# Hasegawa German staff car now FINISHED



## agentsmith (Mar 27, 2005)

Here is the 1/72 scale Mercedes Benz German staff car I just finished earlier today.
This model was built O.O.B. and painted with Model Master enamels and Alclad II Chrome.
For some reason Hasegawa did not include decals with this kit, they give you stickers instead. Actually the stickers work quite well except for the flags...the flags were a complete failure.

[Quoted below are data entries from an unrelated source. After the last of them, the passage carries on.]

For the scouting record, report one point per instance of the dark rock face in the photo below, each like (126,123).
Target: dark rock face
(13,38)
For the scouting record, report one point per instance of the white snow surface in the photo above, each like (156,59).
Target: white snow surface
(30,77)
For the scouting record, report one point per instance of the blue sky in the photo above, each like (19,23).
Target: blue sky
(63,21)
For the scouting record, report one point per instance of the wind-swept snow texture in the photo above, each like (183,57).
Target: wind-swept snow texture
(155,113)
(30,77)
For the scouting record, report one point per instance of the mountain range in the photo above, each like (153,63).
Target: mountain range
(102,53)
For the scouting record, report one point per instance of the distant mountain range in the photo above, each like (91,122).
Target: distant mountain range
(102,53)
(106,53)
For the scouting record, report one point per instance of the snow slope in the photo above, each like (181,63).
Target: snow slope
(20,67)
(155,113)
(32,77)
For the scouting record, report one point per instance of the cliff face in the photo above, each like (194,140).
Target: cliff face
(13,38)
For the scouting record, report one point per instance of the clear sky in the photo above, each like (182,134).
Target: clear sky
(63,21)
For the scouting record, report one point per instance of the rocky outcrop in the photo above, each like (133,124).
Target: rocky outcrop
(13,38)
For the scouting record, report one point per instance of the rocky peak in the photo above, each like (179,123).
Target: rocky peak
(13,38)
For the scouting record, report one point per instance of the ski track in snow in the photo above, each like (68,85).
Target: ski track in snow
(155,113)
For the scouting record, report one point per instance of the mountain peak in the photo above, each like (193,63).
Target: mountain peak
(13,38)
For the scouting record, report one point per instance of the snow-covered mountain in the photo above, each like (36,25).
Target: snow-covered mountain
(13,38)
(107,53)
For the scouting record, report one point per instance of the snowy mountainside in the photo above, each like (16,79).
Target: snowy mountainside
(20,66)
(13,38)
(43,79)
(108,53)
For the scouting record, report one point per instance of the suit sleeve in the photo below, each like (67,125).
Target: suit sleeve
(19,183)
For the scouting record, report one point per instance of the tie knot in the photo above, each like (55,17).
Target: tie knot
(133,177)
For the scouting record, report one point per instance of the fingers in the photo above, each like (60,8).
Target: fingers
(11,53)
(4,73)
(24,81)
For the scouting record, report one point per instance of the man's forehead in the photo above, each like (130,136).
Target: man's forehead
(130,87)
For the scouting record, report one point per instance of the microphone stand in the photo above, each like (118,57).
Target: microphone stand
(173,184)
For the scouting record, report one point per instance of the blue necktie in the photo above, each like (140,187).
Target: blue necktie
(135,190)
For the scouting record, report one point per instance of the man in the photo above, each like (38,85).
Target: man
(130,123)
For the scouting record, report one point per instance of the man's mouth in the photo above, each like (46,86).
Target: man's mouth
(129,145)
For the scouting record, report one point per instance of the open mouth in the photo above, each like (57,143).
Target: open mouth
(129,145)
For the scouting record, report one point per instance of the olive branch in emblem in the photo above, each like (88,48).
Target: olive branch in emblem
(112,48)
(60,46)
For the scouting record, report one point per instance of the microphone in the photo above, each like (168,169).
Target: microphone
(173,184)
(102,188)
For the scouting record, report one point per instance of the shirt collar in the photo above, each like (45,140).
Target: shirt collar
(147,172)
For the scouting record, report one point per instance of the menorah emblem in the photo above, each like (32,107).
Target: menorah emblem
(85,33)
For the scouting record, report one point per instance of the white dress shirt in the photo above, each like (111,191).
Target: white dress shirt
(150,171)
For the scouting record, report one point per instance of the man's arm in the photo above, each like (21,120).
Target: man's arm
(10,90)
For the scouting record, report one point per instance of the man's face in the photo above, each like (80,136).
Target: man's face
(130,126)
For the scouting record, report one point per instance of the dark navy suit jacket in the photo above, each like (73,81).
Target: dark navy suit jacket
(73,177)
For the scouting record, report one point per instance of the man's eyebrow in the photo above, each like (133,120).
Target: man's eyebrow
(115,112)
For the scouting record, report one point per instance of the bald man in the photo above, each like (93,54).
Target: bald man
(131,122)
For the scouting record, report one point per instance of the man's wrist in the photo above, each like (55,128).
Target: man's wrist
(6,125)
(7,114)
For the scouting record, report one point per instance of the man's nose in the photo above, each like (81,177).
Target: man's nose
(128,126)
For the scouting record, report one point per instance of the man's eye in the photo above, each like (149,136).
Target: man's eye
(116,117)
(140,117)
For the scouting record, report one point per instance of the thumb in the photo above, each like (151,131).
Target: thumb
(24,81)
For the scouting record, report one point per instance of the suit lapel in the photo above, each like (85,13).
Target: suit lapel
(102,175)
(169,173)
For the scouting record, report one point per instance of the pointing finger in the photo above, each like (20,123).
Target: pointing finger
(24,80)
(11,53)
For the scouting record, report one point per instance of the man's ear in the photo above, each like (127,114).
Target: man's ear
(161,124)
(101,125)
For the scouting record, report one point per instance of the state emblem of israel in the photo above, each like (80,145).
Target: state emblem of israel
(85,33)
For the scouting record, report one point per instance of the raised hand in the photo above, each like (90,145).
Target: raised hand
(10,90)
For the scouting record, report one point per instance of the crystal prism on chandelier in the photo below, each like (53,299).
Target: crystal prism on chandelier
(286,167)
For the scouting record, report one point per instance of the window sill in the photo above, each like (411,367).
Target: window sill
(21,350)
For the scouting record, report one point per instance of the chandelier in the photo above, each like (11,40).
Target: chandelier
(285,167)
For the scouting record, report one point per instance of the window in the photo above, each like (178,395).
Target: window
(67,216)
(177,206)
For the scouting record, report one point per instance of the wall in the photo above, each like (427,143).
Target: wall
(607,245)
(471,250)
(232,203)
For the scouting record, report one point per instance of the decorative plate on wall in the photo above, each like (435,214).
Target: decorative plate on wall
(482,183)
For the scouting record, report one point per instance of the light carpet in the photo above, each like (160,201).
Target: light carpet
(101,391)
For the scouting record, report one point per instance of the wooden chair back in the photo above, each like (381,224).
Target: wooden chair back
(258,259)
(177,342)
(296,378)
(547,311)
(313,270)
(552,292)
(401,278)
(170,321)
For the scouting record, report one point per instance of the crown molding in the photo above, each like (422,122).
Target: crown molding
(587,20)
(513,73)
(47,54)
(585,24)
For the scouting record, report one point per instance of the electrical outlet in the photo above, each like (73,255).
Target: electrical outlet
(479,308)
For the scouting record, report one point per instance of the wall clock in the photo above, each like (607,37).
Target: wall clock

The headlights look a bit odd in these pics, I put on a drop of MicroScale Kristal Klear on them to give the lense a better shape and the Kristal Klear was not dry when these pics were taken.

































Agentsmith


----------



## KUROK (Feb 2, 2004)

I like! I like!


----------



## Sgthawker (Apr 20, 2012)

Very nice work for such a small vehicle. As usual your pictures are awesome, especially your b&w.


----------



## John P (Sep 1, 1999)

A wee gem!


----------



## BOXIE (Apr 5, 2011)

Looks good.


----------



## agentsmith (Mar 27, 2005)

Thanks guys!

Expect to see more of this staff car in the background of pics of some of my newer aircraft models.

Agentsmith


----------



## Seaview (Feb 18, 2004)

Very nicely done for the scale, AgentSmith! Incidentally, I actually rode in one of those (as a Luftwaffe Flieger Hauptmann) at a WW2 Reenactment 3 years ago; VERY smooth ride! :thumbsup:


----------



## agentsmith (Mar 27, 2005)

Thanks Seaview!
Thats cool that you got to ride in one of these cars, they don't make'em like that anymore.


Agentsmith


----------



## Grahamjohn (Jun 18, 2012)

Looks like you have done another great build Agentsmith. Great detail and brilliant paint job, it really stands out as one of your best.


----------



## agentsmith (Mar 27, 2005)

Thanks Grahamjohn!

This was something very unusual for me, not used to building shiny things.


Agentsmith


----------



## surfsup (Apr 19, 2009)

You have done a lovely job on this one.....Cheers mark


----------



## agentsmith (Mar 27, 2005)

Thank you Mark!

I do like the looks of this car and would not mind building another one in a slightly larger scale.

Agentsmith


----------